いい天気だ。

鮮やかな萌葱色をした木の葉の向こうに、まぶしく澄んだ青い空が輝いている。

芝生に敷かれたビニールシートはエメラルドグリーン。

色とりどりのお弁当が、いっそうおいしそうに見える。


 ー ねえちゃん、これ、うまいよ、これ。


もう、ガツガツするのはよしなさいよ、ゆたか。あんたもう中学生でしょ。


 ー 久し振りねぇ。家族みんなでピクニックなんて。

 ー そうだな。ここんとこ、休みもあまり取れなかったし……。


お父さんもお母さんもニコニコして言う。二人のこんな笑顔、それこそ久し振りよ。
なんだか私も嬉しくなる。


そこに、私の幸福感を打ち砕くように響いてくる音。

  ゴロゴロゴロ……

遠い雷鳴の音だ。


 ー あら、いやね、またカミナリ。


お母さんが顔をしかめる。


 ー やっぱり、だめね、みどりと来ると。いやになるわ、いつもこうで……そうだ、お父さん。この子、ここに置いてっちゃいましょうよ。


え?!


 ー うん、そうだな。この子さえいなきゃ、もう家も落雷に悩まされなくて済む。


待ってよ、お父さん!!


 ー ねえちゃんって、雨女ならぬカミナリ女だもんな。
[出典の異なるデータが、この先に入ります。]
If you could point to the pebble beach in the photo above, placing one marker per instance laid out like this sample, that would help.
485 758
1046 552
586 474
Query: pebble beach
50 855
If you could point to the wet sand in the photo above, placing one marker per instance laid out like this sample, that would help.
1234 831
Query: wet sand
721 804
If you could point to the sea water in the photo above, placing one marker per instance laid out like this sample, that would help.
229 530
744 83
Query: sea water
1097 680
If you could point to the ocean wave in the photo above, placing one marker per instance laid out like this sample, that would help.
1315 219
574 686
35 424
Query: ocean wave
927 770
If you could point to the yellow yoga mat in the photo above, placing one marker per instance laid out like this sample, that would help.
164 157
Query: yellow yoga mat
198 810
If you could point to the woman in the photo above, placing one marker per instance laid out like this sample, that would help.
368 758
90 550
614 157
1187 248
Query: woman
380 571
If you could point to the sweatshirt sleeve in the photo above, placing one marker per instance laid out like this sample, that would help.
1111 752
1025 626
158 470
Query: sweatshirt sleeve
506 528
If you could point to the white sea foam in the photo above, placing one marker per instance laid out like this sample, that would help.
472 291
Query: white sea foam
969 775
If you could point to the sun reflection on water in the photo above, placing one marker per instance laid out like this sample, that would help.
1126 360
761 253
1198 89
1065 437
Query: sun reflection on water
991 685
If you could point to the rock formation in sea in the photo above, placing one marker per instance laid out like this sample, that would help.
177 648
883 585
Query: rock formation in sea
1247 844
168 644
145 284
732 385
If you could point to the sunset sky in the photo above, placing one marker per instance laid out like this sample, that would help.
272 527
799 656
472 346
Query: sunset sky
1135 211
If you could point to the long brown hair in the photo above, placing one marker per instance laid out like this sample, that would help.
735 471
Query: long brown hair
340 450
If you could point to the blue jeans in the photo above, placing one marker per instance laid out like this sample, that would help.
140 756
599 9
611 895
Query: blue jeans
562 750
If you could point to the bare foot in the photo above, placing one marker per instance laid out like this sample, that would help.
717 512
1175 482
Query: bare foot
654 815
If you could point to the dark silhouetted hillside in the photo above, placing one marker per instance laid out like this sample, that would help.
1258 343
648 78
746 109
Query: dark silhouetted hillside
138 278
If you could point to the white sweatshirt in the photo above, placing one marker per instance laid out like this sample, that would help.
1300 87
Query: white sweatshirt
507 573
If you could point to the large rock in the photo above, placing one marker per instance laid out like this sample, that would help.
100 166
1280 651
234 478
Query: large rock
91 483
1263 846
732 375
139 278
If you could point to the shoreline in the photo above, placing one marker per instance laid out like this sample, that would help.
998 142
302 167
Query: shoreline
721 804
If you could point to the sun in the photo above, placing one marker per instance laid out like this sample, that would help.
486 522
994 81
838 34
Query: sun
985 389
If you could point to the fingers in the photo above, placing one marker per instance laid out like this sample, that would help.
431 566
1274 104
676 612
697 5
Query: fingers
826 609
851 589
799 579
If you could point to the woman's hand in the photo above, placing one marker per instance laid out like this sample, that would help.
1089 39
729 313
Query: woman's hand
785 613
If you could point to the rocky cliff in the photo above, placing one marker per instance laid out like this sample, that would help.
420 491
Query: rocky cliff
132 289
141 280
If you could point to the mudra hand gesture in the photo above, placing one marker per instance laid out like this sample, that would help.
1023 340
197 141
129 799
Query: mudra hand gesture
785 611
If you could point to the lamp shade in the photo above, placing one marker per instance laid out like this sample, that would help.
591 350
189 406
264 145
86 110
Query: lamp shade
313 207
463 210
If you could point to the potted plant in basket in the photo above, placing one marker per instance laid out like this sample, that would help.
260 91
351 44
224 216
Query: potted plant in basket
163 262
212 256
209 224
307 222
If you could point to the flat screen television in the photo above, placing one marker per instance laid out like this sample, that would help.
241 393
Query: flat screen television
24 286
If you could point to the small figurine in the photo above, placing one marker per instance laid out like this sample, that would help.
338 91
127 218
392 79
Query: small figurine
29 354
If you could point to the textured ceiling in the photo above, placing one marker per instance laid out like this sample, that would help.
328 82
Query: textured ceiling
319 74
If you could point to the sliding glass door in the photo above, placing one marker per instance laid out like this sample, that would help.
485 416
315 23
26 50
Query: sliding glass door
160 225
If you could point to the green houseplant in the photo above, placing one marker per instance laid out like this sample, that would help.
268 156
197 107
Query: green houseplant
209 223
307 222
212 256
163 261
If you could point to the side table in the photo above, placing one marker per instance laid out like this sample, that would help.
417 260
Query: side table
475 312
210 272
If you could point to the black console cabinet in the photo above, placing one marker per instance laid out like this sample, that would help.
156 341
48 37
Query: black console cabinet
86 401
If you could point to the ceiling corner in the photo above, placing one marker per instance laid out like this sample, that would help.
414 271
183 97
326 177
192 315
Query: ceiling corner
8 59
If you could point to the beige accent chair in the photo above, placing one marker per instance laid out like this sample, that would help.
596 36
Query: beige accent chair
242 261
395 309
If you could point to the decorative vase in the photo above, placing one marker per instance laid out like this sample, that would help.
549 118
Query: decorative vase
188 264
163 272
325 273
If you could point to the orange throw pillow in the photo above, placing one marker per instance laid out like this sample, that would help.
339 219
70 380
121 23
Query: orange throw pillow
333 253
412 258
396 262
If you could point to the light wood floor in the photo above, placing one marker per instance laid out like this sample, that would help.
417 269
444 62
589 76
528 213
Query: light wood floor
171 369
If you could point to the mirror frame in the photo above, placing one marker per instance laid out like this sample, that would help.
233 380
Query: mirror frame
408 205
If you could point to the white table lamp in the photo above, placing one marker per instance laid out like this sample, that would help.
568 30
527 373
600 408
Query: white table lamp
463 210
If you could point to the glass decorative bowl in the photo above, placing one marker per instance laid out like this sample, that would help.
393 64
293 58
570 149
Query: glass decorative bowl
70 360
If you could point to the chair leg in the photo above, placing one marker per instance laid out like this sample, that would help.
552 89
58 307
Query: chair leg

俺も賛成。


ゆたか、あんたまでっ!!
ひどいわ、私が何をしたって言うの?

ちょっと、待ってよ、ねぇ、待って……!!
待ってったらっ!!


お父さん!! お母さんっ!!
ゆたかーっ!!




…………。




……ああ、夢かぁ。


目をつぶったまま、考える。


なんで今さら、こんな夢見たのかなぁ……?
カミナリか……。


……カミナリ?

……あ!


あ、あ、あ〜〜〜〜〜っっ!!
思い出した!! のんきに寝てる場合じゃないっっ!!


家に、家にカミナリが落ちたんだ!!
いきなり、ものすごい音と光に包まれて、私気を失っちゃったんだわ。


こうしちゃいられない!!

私はガバッと上半身を起こした。